Interdisciplinary Program in Bioinformatics, College of Natural Sciences, Seoul National University, 1 Gwanak-ro, Gwanak-gu, Seoul 08826, Korea.
Genome and Health Big Data Laboratory, Graduate School of Public Health, Seoul National University, 1 Gwanak-ro, Gwanak-gu, Seoul 08826, Korea.
Nucleic Acids Res. 2024 Aug 27;52(15):8717-8733. doi: 10.1093/nar/gkae607.
In biological sequence alignment, prevailing heuristic aligners achieve high-throughput by several approximation techniques, but at the cost of sacrificing the clarity of output criteria and creating complex parameter spaces. To surmount these challenges, we introduce 'SigAlign', a novel alignment algorithm that employs two explicit cutoffs for the results: minimum length and maximum penalty per length, alongside three affine gap penalties. Comparative analyses of SigAlign against leading database search tools (BLASTn, MMseqs2) and read mappers (BWA-MEM, bowtie2, HISAT2, minimap2) highlight its performance in read mapping and database searches. Our research demonstrates that SigAlign not only provides high sensitivity with a non-heuristic approach, but also surpasses the throughput of existing heuristic aligners, particularly for high-accuracy reads or genomes with few repetitive regions.
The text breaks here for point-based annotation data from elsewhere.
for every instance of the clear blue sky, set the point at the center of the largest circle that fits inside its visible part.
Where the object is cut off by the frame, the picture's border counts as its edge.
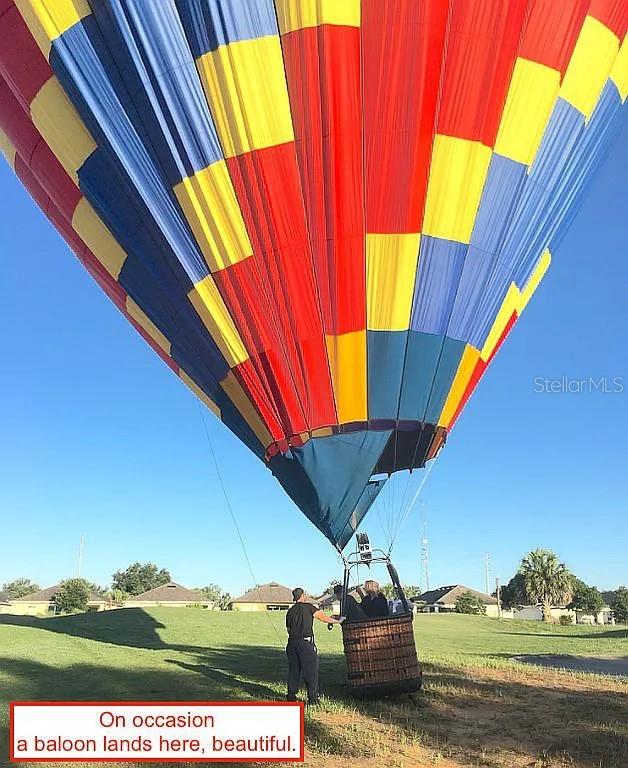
(99, 438)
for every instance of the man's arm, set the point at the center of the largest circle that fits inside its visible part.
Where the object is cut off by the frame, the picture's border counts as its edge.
(327, 619)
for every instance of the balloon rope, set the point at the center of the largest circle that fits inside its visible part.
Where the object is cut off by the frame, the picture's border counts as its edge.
(413, 502)
(234, 520)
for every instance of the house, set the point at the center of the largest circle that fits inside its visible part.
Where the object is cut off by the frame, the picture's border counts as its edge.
(42, 602)
(443, 599)
(266, 597)
(5, 602)
(170, 595)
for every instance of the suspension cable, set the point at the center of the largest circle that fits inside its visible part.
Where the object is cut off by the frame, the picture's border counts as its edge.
(234, 520)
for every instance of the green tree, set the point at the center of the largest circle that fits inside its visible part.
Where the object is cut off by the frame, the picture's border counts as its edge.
(513, 593)
(96, 589)
(409, 591)
(585, 598)
(72, 596)
(467, 602)
(619, 605)
(138, 578)
(20, 588)
(547, 581)
(215, 593)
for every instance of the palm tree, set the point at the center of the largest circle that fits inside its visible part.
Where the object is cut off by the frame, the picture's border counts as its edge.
(546, 580)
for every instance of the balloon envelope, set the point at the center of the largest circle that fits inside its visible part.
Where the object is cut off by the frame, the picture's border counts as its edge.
(324, 215)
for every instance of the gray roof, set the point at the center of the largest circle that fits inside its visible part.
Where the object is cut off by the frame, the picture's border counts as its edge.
(273, 594)
(449, 595)
(47, 595)
(169, 593)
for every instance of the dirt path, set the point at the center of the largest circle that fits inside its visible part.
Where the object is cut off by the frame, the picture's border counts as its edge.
(617, 667)
(498, 718)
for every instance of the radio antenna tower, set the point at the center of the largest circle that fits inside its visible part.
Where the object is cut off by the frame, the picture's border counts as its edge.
(424, 573)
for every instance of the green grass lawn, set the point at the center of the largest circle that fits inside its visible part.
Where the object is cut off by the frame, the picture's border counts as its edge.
(463, 717)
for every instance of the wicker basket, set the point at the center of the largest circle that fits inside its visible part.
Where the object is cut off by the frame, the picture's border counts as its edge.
(381, 656)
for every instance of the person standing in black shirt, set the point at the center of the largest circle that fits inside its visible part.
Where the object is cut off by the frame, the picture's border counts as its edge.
(301, 648)
(374, 603)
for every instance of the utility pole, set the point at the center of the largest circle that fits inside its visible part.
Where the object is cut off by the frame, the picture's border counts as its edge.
(80, 560)
(425, 560)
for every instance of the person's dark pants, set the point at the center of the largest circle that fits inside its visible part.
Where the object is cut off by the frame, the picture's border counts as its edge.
(302, 663)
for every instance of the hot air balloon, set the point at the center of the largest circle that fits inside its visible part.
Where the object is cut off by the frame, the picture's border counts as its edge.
(325, 216)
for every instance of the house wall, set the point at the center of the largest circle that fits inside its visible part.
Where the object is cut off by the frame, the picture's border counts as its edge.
(28, 609)
(256, 606)
(154, 604)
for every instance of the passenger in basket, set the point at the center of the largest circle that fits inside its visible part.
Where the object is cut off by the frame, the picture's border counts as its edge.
(352, 611)
(374, 603)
As an open-source library, SigAlign is poised to become a foundational component to provide a transparent and customizable alignment process to new analytical algorithms, tools and pipelines in bioinformatics.
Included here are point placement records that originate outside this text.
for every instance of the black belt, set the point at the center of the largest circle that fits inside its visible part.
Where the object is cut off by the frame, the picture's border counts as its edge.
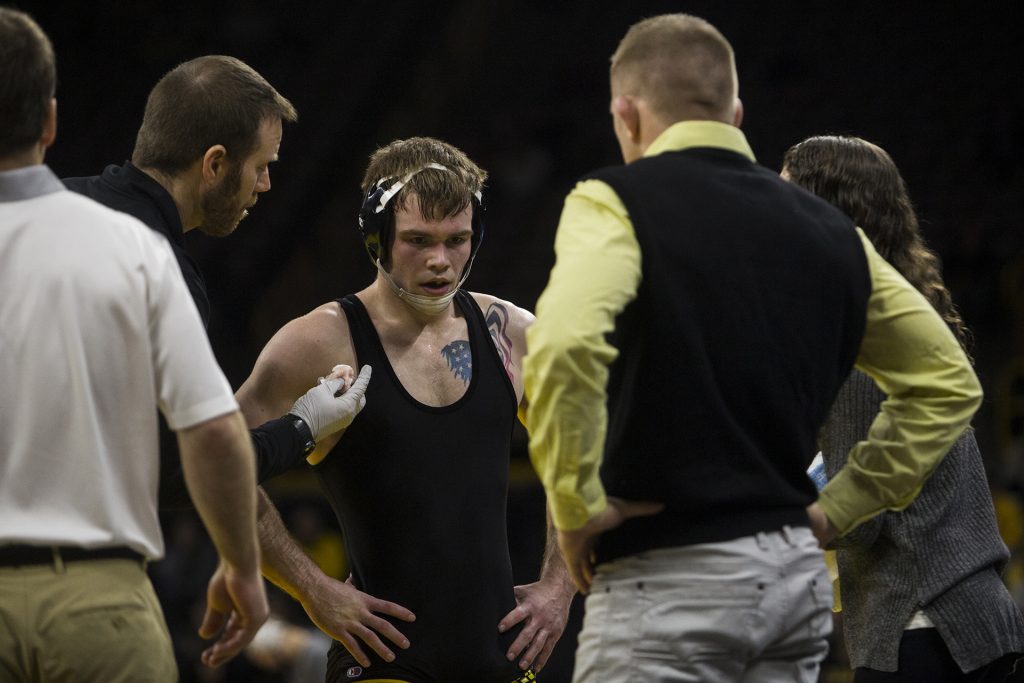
(15, 556)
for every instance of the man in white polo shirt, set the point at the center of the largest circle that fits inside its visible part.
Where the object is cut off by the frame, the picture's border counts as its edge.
(96, 329)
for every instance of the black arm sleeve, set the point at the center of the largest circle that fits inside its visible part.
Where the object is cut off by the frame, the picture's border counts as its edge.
(279, 447)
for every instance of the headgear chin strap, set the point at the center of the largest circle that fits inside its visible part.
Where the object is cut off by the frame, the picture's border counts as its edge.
(375, 224)
(425, 304)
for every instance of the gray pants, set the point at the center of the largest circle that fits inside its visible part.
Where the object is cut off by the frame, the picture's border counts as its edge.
(753, 609)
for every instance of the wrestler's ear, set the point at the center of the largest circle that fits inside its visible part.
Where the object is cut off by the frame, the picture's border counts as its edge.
(627, 116)
(214, 164)
(49, 124)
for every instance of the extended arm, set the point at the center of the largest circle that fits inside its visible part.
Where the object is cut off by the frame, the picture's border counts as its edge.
(292, 360)
(543, 607)
(338, 608)
(218, 468)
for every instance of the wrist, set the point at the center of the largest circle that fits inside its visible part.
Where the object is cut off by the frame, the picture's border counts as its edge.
(304, 432)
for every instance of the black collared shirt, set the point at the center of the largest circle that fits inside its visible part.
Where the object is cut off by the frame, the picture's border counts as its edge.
(129, 189)
(278, 443)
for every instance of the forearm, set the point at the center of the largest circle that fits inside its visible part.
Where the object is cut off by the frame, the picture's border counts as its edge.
(217, 461)
(932, 394)
(284, 562)
(553, 564)
(596, 274)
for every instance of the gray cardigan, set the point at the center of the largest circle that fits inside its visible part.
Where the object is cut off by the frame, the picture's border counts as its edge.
(942, 554)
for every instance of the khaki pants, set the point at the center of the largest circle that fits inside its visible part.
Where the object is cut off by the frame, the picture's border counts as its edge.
(83, 622)
(757, 609)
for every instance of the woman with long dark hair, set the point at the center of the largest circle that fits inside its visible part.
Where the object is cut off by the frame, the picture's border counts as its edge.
(923, 598)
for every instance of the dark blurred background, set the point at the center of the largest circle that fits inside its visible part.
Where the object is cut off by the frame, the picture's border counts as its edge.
(522, 88)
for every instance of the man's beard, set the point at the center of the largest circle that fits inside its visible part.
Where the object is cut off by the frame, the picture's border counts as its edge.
(221, 211)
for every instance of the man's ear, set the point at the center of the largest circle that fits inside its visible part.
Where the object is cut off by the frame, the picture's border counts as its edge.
(214, 163)
(625, 109)
(49, 124)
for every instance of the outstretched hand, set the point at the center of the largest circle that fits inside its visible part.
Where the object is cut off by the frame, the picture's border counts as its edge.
(347, 614)
(578, 545)
(236, 609)
(326, 410)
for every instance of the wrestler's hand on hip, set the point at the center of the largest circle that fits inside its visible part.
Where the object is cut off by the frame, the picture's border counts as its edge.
(578, 545)
(349, 615)
(543, 608)
(821, 526)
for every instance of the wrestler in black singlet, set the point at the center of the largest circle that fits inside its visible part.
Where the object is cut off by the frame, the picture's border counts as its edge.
(420, 494)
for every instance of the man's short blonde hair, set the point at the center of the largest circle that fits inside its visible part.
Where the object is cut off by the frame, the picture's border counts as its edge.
(680, 65)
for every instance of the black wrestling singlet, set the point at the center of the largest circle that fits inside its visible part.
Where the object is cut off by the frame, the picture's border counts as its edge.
(420, 494)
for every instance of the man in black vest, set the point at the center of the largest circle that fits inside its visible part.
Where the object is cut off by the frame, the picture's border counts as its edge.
(674, 451)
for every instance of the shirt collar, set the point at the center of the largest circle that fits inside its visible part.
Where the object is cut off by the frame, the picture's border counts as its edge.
(684, 134)
(28, 182)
在生物序列比对中,流行的启发式比对器通过多种近似技术实现了高通量,但代价是牺牲了输出标准的清晰度,并创建了复杂的参数空间。为了克服这些挑战,我们引入了“SigAlign”,这是一种新颖的比对算法,它为结果使用了两个显式截止值:最小长度和每个长度的最大罚分,以及三个仿射间隙罚分。SigAlign 与领先的数据库搜索工具(BLASTn、MMseqs2)和读映射器(BWA-MEM、bowtie2、HISAT2、minimap2)的比较分析突出了它在读取映射和数据库搜索中的性能。我们的研究表明,SigAlign 不仅提供了非启发式方法的高灵敏度,而且还超过了现有启发式比对器的吞吐量,特别是对于高精度读取或重复区域较少的基因组。作为一个开源库,SigAlign 有望成为新的分析算法、工具和生物信息学管道的基础组件,提供透明和可定制的比对过程。